In August 1908, a two-day race riot erupted in Springfield, Illinois, Abraham Lincoln’s hometown and the launching site for Barack Obama’s 2008 run for the White House.
After allegations that a black man had murdered a white man and that another black man had raped a white woman, whites sought revenge. When the sheriff slipped the two black prisoners out of town, the frustrated mob of ~1,000 turned its fury on the black community, torching homes and businesses. Springfield had been a safe place for blacks. Caught off guard, many fled. Others fought back.

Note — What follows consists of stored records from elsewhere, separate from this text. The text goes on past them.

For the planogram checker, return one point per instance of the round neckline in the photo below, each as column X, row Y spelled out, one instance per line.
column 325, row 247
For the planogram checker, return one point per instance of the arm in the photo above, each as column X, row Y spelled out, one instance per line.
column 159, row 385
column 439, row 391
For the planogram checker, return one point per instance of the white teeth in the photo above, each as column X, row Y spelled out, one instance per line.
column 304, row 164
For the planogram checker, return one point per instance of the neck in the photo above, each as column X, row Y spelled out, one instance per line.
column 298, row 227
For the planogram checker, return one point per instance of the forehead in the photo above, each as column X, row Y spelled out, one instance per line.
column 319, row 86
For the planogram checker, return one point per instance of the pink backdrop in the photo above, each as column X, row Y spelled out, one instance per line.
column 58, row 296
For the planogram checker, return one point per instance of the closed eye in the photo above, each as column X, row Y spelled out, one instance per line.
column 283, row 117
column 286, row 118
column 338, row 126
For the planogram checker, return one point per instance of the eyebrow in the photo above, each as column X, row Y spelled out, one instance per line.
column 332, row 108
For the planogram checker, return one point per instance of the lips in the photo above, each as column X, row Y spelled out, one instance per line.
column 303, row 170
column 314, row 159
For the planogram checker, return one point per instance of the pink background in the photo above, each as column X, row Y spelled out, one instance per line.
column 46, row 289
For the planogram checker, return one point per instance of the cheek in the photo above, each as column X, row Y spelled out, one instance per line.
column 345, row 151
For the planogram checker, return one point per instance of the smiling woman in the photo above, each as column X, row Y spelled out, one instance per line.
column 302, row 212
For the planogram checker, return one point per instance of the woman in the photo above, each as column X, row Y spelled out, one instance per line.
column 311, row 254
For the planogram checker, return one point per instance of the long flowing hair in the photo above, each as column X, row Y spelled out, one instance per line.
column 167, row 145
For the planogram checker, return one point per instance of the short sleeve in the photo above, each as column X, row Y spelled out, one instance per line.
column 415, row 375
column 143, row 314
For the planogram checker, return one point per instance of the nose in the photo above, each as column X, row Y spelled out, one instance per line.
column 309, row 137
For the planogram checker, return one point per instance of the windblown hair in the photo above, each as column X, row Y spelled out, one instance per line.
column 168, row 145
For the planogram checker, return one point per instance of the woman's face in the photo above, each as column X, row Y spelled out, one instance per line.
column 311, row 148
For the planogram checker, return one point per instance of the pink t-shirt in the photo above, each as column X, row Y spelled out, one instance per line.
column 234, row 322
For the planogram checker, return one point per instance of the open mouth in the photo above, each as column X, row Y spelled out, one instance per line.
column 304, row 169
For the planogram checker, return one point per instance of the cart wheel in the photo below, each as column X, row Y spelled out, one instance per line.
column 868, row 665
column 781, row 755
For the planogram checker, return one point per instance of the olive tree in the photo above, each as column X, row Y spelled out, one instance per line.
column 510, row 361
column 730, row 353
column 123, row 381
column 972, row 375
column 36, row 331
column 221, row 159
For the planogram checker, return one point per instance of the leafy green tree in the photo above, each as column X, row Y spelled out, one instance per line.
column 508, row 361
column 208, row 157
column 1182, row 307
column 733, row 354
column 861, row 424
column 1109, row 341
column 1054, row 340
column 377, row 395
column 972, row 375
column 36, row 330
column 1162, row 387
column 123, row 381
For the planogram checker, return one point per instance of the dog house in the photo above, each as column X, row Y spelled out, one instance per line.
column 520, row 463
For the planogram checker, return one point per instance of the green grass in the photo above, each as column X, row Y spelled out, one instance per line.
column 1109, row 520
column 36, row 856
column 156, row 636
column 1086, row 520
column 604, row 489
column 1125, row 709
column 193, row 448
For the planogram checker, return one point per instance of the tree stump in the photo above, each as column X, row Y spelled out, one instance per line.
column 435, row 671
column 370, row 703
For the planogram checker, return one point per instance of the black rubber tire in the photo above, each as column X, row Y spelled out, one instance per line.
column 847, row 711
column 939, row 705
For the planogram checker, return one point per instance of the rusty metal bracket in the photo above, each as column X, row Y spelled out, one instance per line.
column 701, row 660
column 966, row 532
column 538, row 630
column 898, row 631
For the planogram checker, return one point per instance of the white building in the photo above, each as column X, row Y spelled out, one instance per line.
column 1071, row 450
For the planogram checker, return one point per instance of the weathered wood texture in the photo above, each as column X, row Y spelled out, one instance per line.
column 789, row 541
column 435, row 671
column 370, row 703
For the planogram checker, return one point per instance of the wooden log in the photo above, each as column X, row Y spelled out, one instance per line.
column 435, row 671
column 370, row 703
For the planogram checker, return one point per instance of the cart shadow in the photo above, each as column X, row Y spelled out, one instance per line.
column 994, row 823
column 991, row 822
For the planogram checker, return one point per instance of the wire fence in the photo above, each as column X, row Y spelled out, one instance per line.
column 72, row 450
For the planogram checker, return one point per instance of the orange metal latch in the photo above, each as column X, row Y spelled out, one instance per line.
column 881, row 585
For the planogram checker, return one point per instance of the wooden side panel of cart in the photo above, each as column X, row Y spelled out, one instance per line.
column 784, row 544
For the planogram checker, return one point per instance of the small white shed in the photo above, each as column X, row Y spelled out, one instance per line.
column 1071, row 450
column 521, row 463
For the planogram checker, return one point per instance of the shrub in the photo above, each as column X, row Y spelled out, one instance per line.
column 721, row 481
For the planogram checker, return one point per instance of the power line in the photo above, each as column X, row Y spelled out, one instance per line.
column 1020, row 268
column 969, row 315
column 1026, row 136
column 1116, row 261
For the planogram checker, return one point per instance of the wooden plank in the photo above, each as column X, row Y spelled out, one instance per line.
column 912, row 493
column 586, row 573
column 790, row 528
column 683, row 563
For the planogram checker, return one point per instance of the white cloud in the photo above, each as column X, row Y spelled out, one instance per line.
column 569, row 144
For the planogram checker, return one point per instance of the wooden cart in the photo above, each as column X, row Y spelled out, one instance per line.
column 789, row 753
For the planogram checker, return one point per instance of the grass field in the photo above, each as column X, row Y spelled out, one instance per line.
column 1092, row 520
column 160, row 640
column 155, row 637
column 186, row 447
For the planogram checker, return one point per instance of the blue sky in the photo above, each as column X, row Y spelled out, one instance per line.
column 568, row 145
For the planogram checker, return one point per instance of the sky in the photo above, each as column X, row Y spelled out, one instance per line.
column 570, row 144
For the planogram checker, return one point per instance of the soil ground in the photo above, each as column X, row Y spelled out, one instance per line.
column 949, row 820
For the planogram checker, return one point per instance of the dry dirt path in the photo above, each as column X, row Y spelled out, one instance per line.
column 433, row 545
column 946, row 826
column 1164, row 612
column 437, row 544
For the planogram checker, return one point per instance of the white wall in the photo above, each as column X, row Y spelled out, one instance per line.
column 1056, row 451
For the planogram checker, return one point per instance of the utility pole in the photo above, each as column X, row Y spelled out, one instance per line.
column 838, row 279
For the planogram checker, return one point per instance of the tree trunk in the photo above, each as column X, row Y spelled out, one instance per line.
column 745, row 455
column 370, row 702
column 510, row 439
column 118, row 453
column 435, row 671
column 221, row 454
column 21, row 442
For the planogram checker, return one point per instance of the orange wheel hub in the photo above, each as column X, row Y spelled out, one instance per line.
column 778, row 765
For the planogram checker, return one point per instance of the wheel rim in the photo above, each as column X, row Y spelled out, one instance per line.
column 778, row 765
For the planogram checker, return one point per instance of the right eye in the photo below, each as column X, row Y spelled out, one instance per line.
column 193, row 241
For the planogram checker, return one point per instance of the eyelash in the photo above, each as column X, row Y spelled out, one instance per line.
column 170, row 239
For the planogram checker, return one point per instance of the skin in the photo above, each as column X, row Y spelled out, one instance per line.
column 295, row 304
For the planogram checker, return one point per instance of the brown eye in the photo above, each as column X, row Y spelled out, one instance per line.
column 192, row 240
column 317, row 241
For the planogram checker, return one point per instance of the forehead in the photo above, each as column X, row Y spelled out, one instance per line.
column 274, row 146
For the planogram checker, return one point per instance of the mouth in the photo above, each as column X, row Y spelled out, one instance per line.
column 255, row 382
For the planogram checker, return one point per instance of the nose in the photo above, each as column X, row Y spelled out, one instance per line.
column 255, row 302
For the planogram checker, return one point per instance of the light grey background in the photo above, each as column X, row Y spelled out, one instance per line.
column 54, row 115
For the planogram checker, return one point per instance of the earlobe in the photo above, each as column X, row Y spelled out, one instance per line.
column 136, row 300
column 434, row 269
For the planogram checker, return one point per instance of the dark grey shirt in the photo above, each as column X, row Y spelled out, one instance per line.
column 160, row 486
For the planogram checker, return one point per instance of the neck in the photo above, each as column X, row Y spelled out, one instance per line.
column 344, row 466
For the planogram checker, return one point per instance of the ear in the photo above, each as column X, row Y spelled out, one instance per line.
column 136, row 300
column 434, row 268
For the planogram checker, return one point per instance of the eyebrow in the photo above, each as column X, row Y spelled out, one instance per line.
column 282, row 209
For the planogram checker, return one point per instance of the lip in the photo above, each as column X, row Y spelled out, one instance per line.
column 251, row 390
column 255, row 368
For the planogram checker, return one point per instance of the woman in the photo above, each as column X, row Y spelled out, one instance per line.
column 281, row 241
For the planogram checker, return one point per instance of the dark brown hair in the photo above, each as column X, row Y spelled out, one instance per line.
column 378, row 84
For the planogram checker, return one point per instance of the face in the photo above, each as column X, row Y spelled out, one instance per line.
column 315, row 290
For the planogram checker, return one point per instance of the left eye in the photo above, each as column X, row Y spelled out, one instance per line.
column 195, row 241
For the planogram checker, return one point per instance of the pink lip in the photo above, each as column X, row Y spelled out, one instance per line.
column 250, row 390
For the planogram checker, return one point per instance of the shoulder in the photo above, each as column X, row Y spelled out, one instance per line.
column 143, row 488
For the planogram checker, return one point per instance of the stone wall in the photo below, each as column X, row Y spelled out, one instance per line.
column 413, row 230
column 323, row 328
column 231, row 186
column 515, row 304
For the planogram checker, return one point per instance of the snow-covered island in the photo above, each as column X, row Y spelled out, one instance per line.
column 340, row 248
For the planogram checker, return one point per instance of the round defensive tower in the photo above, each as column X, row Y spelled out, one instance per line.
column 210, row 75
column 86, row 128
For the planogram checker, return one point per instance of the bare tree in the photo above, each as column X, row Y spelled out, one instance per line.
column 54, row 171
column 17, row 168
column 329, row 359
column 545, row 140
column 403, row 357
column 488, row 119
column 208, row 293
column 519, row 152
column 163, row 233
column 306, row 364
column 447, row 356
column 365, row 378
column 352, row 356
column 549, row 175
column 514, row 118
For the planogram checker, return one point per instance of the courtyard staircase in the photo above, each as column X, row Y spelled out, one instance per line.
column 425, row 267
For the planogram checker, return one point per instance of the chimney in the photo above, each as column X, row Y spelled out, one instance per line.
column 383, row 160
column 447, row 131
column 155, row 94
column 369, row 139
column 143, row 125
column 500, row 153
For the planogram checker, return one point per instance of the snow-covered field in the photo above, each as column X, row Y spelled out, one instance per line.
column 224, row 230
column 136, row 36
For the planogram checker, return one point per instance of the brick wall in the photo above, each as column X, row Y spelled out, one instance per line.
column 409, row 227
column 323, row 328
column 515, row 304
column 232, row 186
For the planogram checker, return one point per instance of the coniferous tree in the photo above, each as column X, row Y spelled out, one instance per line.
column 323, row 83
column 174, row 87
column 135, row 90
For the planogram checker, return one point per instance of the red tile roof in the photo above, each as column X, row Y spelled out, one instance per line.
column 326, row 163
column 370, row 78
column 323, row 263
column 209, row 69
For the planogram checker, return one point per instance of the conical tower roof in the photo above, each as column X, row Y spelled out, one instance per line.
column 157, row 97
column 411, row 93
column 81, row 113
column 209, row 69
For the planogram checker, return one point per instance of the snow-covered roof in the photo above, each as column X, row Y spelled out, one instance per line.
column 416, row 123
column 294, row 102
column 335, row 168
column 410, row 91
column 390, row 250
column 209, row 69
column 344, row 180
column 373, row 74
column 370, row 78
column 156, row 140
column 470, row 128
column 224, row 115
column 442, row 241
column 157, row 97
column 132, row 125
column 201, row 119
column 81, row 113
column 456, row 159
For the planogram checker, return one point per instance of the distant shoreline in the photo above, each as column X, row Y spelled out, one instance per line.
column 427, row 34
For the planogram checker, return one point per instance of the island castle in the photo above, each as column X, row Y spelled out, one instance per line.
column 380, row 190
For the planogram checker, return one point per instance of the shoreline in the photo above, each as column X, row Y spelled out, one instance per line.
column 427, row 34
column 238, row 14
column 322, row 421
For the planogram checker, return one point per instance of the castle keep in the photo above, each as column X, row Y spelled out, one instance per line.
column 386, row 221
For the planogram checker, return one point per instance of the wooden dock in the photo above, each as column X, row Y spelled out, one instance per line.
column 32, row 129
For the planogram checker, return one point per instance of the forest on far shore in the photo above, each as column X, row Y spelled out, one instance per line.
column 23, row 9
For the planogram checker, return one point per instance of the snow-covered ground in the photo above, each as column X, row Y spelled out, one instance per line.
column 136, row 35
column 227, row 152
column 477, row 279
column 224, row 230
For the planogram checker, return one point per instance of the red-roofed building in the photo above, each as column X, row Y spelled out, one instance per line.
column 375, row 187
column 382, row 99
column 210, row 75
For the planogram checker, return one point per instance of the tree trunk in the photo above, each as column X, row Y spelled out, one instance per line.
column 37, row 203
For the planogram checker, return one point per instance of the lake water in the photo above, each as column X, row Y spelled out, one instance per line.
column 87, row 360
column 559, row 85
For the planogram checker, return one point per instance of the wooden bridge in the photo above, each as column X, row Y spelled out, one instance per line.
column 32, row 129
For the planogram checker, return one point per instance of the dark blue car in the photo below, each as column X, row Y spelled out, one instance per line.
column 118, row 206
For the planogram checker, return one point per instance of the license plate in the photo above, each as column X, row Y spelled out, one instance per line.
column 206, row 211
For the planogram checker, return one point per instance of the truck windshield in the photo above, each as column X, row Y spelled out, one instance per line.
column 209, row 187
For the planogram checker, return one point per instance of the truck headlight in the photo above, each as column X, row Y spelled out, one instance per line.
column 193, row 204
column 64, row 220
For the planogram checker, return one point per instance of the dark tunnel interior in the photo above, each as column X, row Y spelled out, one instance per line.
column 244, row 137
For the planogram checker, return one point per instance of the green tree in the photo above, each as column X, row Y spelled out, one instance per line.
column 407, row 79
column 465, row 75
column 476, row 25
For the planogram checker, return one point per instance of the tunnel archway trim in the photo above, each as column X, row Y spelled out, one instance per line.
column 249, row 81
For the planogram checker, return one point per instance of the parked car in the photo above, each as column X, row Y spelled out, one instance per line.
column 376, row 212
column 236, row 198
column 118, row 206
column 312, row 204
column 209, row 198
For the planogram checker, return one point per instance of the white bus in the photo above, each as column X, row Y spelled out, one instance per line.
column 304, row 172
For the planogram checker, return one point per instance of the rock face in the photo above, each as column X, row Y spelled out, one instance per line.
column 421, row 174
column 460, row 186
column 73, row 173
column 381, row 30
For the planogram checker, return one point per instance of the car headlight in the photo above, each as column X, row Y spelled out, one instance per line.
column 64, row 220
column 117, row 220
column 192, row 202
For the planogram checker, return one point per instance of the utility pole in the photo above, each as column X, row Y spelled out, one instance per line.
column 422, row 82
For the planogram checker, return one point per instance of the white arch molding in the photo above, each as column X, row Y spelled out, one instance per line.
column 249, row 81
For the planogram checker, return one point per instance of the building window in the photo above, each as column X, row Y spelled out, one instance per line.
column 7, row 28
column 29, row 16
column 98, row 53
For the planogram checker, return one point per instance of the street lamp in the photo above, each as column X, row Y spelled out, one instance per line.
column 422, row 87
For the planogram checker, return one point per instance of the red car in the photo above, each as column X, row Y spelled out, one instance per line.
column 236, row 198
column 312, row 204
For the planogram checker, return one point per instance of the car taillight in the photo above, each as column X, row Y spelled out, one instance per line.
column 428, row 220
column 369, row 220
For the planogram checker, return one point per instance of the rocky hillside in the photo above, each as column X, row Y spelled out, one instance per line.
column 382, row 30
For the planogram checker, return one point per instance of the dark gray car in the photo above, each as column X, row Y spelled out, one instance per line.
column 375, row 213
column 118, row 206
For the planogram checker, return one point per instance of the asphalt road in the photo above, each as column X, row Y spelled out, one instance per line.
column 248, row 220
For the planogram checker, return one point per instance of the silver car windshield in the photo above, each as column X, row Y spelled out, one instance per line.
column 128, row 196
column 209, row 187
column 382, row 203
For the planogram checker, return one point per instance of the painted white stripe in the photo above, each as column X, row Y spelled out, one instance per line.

At least seven people died, including a black barber, who was lynched and mutilated. Hundreds were injured, and damage to the city totaled, by today’s standards, nearly $3 million.
Later, the prisoner accused of murder was executed. The man charged with rape went free after his accuser admitted she had lied.
Courts issued more than 100 indictments for rioting, larceny, arson, and murder but convicted only two people: One paid a $5 fine and spent 30 days in jail. The other, a teenager, spent six months in a reformatory.
The riot revealed that the North, too, had a race problem. On Lincoln’s birthday in 1909, social activists introduced a new organization, the NAACP, whose initial goal would be to fight violence against black citizens.
Springfield has issued an apology and a statue depicting the riot will stand across from the Abraham Lincoln Presidential Library and Museum. But racial tensions persist. In April 2015, more than 100 people marched on the Old State Capitol, where they rang bells to signify that work still needs to be done in this country on the issue of race.